Based on these last treatments, we hope to provide, with this review, an evidence-based recommendation for the handling of COVID-19-recovered patients with persistent OD.
Methods
A literature review was performed in July 2021 through a research in two medical databases: PubMed® and Cochrane Library®. The authors searched for articles published between June 2011 and June 2021, using the following key terms: “anosmia”, “hyposmia”, “dysgeusia”, “olfactory dysfunction”, “SARS-CoV-2”, “COVID- 19”. In this review, randomized controlled trials (RCTs), cohort studies, and, since it is a very recent condition, preliminary results of ongoing research were included.
Articles were limited to those having titles and abstracts available in English or Portuguese. Also excluded were case reports, letters to the editor, and book chapters, as well as studies whose main focus was olfactory loss secondary to etiologies, not including post infectious olfactory dysfunction (PIOD).
All the authors agreed on the article selection, doing so independently, though Covidence® app.
After duplication, the identified full-text articles were examined for original data. Further cross screenings of the references were performed in order to complement the initial search results.

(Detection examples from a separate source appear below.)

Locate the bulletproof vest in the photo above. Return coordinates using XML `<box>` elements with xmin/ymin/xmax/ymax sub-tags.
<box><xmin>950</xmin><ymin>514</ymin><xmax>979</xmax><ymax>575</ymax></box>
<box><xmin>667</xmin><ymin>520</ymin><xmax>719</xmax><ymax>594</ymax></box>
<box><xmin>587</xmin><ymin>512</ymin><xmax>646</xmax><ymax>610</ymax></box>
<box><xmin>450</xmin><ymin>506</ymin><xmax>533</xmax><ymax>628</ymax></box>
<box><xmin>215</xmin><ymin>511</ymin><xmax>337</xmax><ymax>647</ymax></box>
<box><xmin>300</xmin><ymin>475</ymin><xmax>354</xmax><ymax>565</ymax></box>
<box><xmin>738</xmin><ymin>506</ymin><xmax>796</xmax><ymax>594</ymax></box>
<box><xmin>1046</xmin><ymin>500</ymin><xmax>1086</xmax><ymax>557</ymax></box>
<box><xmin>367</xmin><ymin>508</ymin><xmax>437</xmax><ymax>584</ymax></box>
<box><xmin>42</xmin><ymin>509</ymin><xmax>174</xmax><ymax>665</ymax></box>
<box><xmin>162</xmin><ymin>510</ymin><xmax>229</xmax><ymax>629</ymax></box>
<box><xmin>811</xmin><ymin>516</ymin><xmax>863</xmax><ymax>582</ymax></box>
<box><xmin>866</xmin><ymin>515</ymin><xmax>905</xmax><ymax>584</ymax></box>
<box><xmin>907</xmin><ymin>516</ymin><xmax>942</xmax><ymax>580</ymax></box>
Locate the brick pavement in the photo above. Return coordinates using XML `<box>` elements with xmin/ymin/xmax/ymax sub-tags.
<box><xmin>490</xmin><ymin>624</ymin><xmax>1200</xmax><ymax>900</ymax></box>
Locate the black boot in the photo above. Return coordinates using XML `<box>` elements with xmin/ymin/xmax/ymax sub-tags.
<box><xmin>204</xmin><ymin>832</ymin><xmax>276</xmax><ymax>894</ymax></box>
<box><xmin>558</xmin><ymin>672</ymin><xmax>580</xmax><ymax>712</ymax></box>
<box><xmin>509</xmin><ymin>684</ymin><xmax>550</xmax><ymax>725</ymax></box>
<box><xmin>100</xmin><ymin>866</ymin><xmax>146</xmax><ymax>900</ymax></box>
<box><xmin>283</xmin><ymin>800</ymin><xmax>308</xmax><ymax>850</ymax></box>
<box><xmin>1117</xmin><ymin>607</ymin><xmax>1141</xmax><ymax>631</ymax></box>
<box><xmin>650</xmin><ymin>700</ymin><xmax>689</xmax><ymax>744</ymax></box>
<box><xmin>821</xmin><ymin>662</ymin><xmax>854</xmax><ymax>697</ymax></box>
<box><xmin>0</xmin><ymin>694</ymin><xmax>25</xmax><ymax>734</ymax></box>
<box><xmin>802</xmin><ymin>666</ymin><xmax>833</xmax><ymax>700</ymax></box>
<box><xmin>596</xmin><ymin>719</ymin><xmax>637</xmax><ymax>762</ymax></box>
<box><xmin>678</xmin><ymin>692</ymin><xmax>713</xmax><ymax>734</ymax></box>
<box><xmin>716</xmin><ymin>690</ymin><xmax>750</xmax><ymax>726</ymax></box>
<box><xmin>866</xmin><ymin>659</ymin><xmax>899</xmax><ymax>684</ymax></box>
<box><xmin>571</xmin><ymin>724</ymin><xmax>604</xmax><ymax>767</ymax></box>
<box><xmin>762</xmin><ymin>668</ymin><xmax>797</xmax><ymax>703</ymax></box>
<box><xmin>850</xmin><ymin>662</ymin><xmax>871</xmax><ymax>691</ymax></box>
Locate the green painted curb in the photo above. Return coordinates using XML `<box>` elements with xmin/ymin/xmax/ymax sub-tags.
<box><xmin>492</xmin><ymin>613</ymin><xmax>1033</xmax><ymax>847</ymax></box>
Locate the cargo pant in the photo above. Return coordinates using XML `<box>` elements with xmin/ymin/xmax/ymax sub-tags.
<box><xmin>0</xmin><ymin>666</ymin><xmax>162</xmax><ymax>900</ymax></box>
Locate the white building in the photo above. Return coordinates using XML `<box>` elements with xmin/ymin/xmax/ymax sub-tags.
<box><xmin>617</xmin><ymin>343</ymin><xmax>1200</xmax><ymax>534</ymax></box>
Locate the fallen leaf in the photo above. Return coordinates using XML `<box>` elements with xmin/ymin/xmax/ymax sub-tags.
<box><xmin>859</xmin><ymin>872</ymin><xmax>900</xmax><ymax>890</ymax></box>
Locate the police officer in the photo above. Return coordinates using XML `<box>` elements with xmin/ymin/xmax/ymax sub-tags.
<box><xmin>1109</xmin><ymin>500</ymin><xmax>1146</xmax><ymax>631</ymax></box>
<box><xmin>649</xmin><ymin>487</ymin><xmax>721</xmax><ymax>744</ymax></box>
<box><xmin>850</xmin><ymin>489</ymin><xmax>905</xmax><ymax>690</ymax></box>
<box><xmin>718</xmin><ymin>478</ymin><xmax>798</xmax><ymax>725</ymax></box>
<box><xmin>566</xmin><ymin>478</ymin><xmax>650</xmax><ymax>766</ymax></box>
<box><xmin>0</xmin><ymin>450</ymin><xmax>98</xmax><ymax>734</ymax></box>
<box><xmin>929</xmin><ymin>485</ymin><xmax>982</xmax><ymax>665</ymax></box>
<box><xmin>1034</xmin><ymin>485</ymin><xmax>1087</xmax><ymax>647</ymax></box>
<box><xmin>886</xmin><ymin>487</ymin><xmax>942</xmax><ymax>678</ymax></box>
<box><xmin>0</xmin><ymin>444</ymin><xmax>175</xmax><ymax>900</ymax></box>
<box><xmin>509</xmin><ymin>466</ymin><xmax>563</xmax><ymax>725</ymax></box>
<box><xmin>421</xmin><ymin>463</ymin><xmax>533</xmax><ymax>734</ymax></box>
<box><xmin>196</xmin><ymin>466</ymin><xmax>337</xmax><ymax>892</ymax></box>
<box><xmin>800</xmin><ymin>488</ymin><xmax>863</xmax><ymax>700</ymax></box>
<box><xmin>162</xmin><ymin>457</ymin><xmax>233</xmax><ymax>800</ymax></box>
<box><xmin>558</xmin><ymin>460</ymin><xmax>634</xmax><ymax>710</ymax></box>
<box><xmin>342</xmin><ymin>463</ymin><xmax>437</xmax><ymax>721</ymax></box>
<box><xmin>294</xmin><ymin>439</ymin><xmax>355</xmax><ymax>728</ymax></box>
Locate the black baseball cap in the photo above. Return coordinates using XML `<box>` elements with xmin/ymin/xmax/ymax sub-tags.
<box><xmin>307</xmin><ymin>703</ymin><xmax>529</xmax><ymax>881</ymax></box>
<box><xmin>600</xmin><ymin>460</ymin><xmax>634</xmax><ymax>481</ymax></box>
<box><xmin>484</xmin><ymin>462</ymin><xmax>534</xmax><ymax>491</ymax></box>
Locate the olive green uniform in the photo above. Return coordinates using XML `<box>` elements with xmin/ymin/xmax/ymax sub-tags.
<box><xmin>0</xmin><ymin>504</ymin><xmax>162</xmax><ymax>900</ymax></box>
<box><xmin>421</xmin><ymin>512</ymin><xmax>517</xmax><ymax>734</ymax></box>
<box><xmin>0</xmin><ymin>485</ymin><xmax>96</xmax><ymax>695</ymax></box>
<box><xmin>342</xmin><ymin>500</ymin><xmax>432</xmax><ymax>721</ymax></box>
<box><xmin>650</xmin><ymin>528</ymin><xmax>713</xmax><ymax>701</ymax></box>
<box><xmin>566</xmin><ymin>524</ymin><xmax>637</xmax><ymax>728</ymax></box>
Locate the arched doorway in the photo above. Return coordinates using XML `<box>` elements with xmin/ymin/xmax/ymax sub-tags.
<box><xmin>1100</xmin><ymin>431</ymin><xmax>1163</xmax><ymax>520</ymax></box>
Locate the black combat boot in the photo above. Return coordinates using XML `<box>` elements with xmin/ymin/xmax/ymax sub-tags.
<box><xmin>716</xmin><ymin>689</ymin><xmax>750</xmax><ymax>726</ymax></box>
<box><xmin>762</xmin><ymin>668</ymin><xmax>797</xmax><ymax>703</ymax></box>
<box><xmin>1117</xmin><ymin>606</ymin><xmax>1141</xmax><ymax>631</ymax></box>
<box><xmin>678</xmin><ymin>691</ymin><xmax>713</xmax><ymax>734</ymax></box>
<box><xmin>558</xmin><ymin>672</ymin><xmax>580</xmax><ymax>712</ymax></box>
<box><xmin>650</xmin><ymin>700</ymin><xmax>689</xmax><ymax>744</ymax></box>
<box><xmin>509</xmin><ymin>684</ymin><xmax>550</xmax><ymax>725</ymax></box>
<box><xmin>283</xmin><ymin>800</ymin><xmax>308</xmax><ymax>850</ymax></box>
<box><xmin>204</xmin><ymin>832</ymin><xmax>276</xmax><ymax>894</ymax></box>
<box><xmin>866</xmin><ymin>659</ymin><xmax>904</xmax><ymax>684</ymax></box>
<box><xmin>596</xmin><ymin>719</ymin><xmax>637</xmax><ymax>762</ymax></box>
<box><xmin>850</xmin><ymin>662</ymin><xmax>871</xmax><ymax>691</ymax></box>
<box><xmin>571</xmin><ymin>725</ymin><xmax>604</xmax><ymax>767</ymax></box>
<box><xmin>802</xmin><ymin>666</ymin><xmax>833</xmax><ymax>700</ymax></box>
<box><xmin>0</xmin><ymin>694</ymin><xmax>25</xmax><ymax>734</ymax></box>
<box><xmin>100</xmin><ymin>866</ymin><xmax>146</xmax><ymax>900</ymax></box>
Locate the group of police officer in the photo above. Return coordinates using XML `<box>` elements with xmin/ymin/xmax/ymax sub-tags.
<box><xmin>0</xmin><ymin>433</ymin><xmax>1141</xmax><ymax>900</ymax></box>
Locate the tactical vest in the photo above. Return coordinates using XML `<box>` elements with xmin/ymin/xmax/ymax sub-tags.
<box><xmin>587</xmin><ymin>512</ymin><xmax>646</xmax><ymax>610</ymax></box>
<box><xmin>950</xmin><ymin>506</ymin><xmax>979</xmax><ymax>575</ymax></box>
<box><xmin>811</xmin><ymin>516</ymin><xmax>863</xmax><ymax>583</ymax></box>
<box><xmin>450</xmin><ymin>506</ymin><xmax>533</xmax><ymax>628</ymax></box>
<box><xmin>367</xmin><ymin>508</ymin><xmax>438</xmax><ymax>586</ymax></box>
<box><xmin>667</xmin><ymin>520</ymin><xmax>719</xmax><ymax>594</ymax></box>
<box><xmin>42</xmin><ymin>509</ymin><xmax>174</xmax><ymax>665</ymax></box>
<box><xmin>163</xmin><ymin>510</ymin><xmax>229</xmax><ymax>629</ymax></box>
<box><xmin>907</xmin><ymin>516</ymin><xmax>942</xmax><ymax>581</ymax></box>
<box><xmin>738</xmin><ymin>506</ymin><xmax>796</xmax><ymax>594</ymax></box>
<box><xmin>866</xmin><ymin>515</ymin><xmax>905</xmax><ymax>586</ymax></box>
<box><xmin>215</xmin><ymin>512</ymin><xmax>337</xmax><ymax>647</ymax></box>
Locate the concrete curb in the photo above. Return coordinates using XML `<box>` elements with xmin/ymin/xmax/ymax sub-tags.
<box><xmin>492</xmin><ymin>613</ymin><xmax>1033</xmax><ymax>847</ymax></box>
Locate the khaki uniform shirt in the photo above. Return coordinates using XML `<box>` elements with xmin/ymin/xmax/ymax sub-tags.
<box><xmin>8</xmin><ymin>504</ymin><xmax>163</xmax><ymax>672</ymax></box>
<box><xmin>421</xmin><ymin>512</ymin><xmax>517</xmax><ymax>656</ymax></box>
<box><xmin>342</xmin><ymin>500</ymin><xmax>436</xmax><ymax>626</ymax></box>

Comparative studies examining the management of patients with post-viral olfactory outcome loss were included.
Olfactory Dysfunction in Covid-19
The mechanism behind COVID-19-related OD is not still well-understood, but it seems to behave differently from typical post infectious olfactory dysfunction (PIOD) cases, with a more pronounced olfactory dysfunction, and a frequent association with dysgeusia (specifically loss of bitter taste, which has been identified as a discriminating feature).9,15 Current investigation on the mechanism of chemosensory dysfunction in COVID-19 suggests that it is caused by the entry of the virus via angiotensin-converting enzyme 2 receptors, highly expressed on nasal epithelial cells, which leads to infection and death of sustentacular cells in the olfactory epithelium.9 In the majority of cases, this does not necessarily lead to permanent damage or death of olfactory receptor neurons and, therefore, patients usually recover within 4 weeks of onset.7,15 However, current data suggest that around 10% to 17% of patients have persistent OD and do not recover spontaneously.13,14 This OD persistence may be related to the ability of the coronavirus to affect a larger area of the olfactory epithelium, with possible cellular death of a larger number of olfactory receptor neurons. Nevertheless, further investigation is required to support this theory.7,9
Diagnostic Approach
When a patient recovered from a COVID-19 infection presents with isolated OD for more than 14 days since the beginning of the infection, a detailed clinical history should be carried out.5,7,16 The goal is to identify possible red-flag symptoms and rule out differential diagnoses that may present with the same symptoms but require specific evaluation. Red flag symptoms that must be excluded comprise bleeding, orbital symptoms, severe headaches, neurological or meningeal symptoms, cacosmia and face swelling.
A possible approach to assessment is outlined in Fig. 1.
Clinical history is also important to evaluate the need for a second-level medical evaluation (otolaryngology).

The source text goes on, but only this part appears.